Avec les deux premiers trimestres montrant une progression du PIB de respectivement 0,3 % et 0,2 % et un troisième trimestre légèrement supérieur, la croissance nationale est donc alignée avec celle de la zone euro. Autre similitude entre la France et la zone euro : l’absence de remontée du chômage. C’est même un niveau historiquement bas en zone euro, que l’on n’explique pas seulement par la croissance. La démographie déclinante qui limite la population en âge de travailler joue aussi ».

Y-a-t-il une spécificité économique française à surveiller ?      

Alain Henriot : « L’immobilier et plus précisément la construction immobilière qui connait un très gros trou d’air. Malgré la légère baisse des taux de crédit immobilier depuis le début 2024, l’immobilier demeure dans une phase de faiblesse qui n’est pas propre à la France mais qui y est très marquée. La remontée des taux des crédit a correspondu dans notre pays avec la fin de certains dispositifs d’aide à l’investissement locatif. A la très forte baisse des transactions dans l’ancien s’est greffé l’effondrement du marché du neuf avec une baisse de la vente de logements de presque 40 % en 2023. Les prix ont du mal à baisser pour le neuf car les promoteurs ont dû faire face à une hausse des coûts des matériaux et des salaires, celle-ci étant liée notamment à l’ajustement du SMIC en raison de son indexation sur l’indice des prix à la consommation.

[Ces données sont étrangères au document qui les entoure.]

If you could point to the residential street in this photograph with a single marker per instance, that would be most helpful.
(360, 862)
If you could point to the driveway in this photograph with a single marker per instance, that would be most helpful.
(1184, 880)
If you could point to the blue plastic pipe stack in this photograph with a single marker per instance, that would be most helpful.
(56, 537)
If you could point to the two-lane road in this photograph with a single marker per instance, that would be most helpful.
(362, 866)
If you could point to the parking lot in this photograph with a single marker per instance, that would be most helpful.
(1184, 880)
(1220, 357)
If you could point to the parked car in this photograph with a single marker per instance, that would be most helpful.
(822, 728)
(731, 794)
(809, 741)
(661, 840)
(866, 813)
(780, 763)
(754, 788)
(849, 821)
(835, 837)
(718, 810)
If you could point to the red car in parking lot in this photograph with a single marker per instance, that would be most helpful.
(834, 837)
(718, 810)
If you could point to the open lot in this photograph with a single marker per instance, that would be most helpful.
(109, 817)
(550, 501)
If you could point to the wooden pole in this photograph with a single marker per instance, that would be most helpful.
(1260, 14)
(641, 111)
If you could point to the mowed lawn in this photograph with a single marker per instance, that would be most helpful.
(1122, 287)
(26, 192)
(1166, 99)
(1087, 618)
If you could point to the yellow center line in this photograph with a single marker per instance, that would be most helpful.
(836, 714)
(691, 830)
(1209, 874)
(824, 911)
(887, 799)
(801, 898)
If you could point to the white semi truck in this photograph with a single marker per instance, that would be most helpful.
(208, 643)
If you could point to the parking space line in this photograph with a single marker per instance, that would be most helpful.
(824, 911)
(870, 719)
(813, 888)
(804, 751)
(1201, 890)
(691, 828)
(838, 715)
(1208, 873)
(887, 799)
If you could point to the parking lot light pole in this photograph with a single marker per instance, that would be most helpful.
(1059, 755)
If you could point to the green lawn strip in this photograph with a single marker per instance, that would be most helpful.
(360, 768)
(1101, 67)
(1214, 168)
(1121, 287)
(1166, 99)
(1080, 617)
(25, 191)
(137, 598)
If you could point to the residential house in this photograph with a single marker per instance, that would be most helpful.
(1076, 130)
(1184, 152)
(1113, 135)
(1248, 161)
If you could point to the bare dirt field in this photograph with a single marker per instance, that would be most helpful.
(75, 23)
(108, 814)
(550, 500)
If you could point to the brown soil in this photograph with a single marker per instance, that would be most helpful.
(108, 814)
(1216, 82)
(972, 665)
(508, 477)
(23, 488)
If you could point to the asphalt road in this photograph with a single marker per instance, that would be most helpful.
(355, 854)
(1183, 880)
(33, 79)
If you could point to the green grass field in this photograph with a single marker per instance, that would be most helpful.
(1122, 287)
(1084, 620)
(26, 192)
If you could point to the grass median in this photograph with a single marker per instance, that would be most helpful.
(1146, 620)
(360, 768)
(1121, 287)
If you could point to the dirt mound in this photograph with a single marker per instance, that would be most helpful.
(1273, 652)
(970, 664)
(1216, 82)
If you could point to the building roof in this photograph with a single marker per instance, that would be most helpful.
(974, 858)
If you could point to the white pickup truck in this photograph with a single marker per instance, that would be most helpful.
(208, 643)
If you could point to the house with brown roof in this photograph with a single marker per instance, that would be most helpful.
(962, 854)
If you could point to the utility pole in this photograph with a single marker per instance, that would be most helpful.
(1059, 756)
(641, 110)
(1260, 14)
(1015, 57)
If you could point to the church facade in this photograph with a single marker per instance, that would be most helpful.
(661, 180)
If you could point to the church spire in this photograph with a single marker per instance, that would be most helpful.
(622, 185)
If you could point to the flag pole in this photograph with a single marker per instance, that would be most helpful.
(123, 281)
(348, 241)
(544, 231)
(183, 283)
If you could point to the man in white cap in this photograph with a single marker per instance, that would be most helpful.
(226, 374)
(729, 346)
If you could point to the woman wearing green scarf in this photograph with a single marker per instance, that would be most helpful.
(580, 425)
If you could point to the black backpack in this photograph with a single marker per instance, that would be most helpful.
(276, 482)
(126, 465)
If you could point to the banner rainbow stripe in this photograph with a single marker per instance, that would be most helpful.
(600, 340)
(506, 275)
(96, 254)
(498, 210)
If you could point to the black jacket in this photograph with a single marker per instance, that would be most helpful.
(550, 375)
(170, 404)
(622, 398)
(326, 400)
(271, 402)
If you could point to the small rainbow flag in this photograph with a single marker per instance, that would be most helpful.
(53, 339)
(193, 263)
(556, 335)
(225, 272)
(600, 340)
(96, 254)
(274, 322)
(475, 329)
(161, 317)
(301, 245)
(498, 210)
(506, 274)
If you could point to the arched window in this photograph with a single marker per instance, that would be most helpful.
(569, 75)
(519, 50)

Dans une approche large du secteur immobilier, on peut se réjouir du fait que la rénovation a quasi compensé l’impressionnant recul du marché de la construction de logements neufs. Mais on ne peut oublier le fort besoin de logements neufs en France : intégrant la prise en compte du déclassement de certains logements occupés, ce besoin est estimé en moyenne à 400 000 logements neufs par an ».

Qu’en est-il de la problématique de l’inflation ? 

Alain Henriot : « On s’oriente vers une inflation modérée. Elle s’est déjà tempérée avec le retour à la quasi-normalité du prix du pétrole et plus largement le recul des prix de l’énergie ou encore la stabilisation des prix des produits manufacturés. D’ailleurs, l'Insee a indiqué que l'indice des prix à la consommation a augmenté de 1,9 % sur un an en France. Pour la première fois en trois ans, l'indicateur passe sous les 2 %.

La BCE ayant un objectif d’inflation à 2 %, elle continuera à baisser ses taux directeurs : 2025 devrait donc être l’année de la poursuite de la normalisation de la politique monétaire en zone euro.

La situation politique aura bien sûr une influence sur l’économie française mais dans un contexte contraint en matière de finances publiques par deux réalités. Le rôle des marchés financiers d’abord. Certes l’écart entre les taux d’emprunt français et les taux d’emprunt allemands, le spread, est plus conséquent qu’avant la dissolution de l’Assemblée nationale mais les taux français restent plus bas qu’avant la dissolution du fait de la dynamique des marchés obligataires évoquée plus haut. Il y a un surcoût comparé à l’Allemagne mais pas une envolée. Cet attentisme des marchés ne veut toutefois pas dire qu’ils sont indifférents à la situation politique. L’Union européenne ne sera pas neutre non plus quant aux orientations qui seront prises, la France ayant été placée en procédure de déficit excessif. Dans la construction budgétaire nationale, cela veut dire prouver que des efforts sont faits pour revenir rapidement à un déficit public à 3 % du PIB ».